Bishop Joseph has three Internally Displaced Person (IDP) camps in his Diocese. These three are home to some 35,000 people in terrible conditions – they are called Adjio, Keriwa and Logu. During our September trip, we visited Logu.

These camps are almost inaccessible, the UN is unable to access them from South Sudan as they are located in rebel held territory. The Government troops control what the UN can do and will not allow their food vehicles or those of WHO through. Access from Uganda which is the direction our CRESS team approached from is impossible for UN vehicles as the tracks are too narrow and boggy for large vehicles.

IDP Blog

CRESS plans to help the people of the IDP through Bishop Joseph Aba’s work. CRESS will help with some agricultural training and medical support especially to the pregnant women. If funds permit CRESS would also like to supply mosquito nets for the mothers and young children as they have none and badly need them.

Transport is a major cost as each of the camps is over a three hours drive from the CRESS and Diocesan offices in Arua.

Caroline Lamb
Founder and CEO

Report on IDP camp at Logu, South Sudan by Dr Jane Guy

We arrived at the camp after a rather treacherous journey with the dirt road more like a river after rainfall and our 4 wheel drive vehicles sliding all over the place and one vehicle becoming completely stuck. We were aware of white tarpaulins marked with UNHCR amongst the jungle area as we approached a central clearing. People starting gathering as we arrived and the singing and dancing started slowly as more people emerged to join in, maracas and drums adding to the welcome. Jane Poggo was clearly overcome by emotion seeing so many of “her people” living in such difficult circumstances but was greeted joyfully by many friends and some relatives.

IDP midwife with birthing bedI was sent to investigate the health facilities for the refugee population and found a series of conjoined tents housing the pharmacy, consultation area, antenatal and delivery room. The pharmacy/medical stores were sadly depleted due to lack of re-supply as the aid agencies are unable to get through past the government troops who are fighting the rebels nearby.The nurse showed me the register they keep of all cases seen in one book for under 5’s and a second for all others.

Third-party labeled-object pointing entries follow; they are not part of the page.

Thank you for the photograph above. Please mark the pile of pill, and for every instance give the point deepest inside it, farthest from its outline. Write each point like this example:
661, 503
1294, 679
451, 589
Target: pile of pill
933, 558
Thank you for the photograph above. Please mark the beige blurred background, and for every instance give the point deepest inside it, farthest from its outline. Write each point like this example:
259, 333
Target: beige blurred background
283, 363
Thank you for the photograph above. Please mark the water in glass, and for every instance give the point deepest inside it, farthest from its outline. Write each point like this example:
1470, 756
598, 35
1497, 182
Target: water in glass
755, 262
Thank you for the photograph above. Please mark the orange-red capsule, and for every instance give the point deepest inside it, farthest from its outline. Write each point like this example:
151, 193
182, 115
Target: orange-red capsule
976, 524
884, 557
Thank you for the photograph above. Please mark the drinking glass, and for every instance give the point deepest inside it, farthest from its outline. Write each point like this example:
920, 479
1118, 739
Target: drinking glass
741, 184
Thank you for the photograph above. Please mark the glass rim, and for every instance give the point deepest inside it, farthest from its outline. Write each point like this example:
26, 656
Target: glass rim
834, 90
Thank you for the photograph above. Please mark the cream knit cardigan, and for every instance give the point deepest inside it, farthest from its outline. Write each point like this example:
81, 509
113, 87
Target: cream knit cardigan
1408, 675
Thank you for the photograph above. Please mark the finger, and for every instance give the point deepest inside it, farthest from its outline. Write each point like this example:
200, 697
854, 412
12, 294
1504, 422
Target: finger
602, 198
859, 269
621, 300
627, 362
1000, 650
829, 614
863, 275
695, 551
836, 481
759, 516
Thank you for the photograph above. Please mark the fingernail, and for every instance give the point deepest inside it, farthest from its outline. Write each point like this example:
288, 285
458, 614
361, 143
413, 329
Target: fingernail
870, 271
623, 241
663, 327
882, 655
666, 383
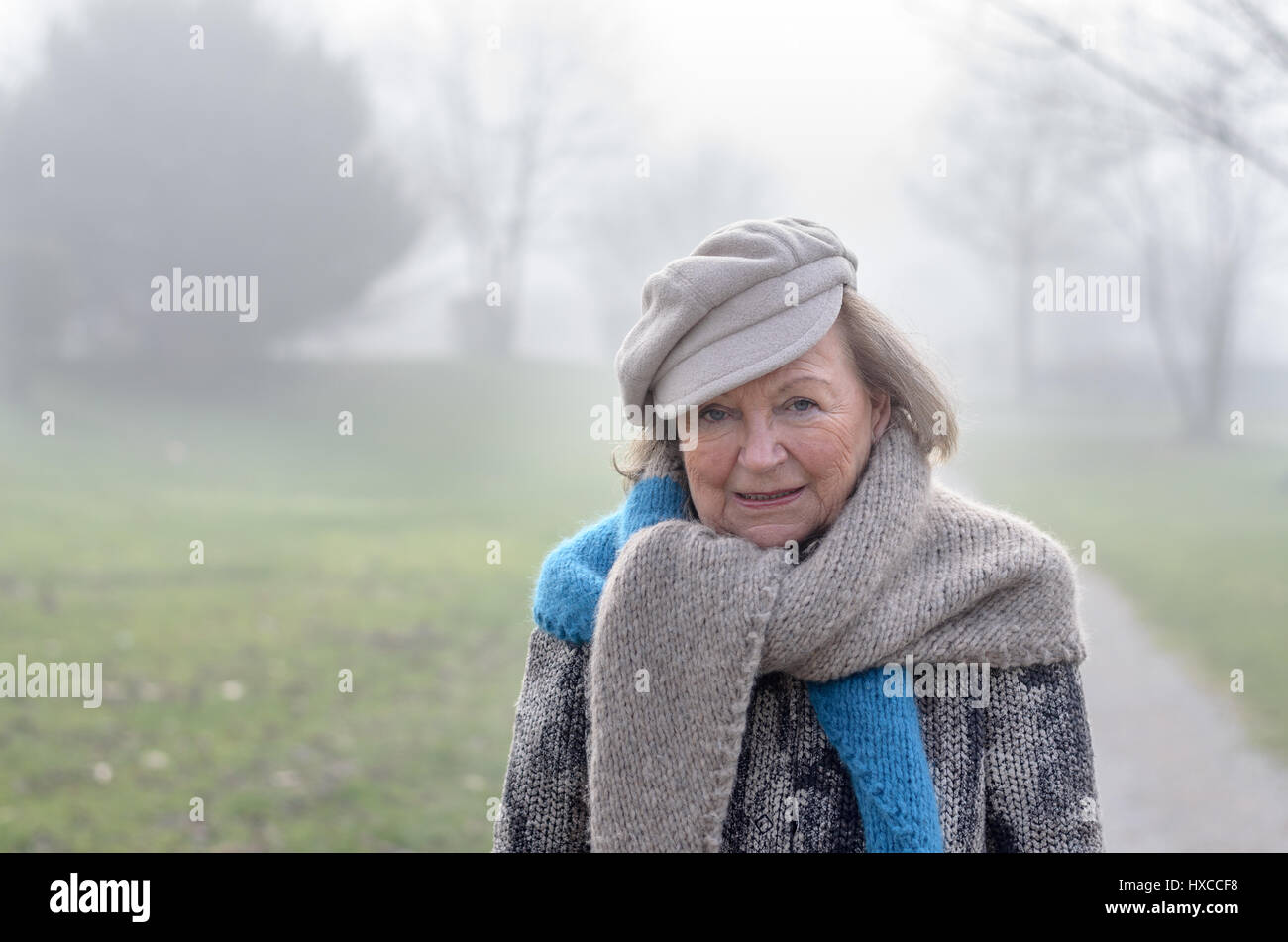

The commonest diseases dealt with were respiratory infections, malaria and diarrhoea. The midwife, Regina, showed me the delivery area which had a single delivery bed on a dirt floor and small trolley with essential equipment on it, but there was a lack of plastic sheeting for delivery. There was a mattress on the floor behind a curtain for postnatal recovery.  She described a case of eclampsia she had dealt with recently which had had a happy outcome despite not having any intravenous diazepam.

 

There were a handful of essential items that were needed which we are hoping to provide for this clinic as well as having an outreach service from the clinic in Majale which is about an hour’s drive over the border.